Investigators told CNN that about the same time Reed disappeared, a South Carolina woman named Brooke Henson disappeared as well. It’s unknown if there are other connections to the pair, but police have said Reed found a way to acquire paperwork identifying herself as Henson, a woman of the same age and physical description. Assuming the identity of Henson, police said, Reed acquired a GED, took the SAT and landed an education at Columbia University.

That story was shocking enough, but my parents sent me a story from the Seattle Times, which said that Reed, assuming the identity of Natalie Bowman, studied at Cal State-Fullerton and got into Harvard via a professor’s recommendation letter.

Further in the story, it details the story of a suspicious boyfriend who went through her purse and found seven different forms of identification.

It was quite a stretch to think of Esther Reed in that way, but then I remembered that I knew nothing about her.

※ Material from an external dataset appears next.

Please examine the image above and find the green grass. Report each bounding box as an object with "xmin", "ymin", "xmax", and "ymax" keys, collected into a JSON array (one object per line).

Reed, as my former speech coach Jim Therriault told CNN, “was the kind of kid who would have been invisible if you didn’t take pains to notice her presence.”

Her presence was pretty much nonexistent to me from 1994 through 2006. I may never know what happened in the 13 years between, but there’s no guarantee I even knew what went on in the preceding years when she was just the girl winning trophies in speech and drama and discussing her fair projects during our Old Baldy 4-H club meetings. I’m not advocating criminal activity and I mean no disrespect to the family of Henson, but I have to say I’m impressed with what Reed is accused of doing.

This story is going to get more complicated as authorities and media outlets uncover more details, and it is looking more and more like we could someday see a movie about these events in the style of “Catch Me If You Can,” the tale of master con artist Frank Abagnale.

Esther Reed, or Brooke Henson, or Natalie Bowman, could be a character in a movie someday, and I can only hope that nobody is cast in the role of Kevin Wilson when the movie tells her backstory.

After all, being famous has its drawbacks.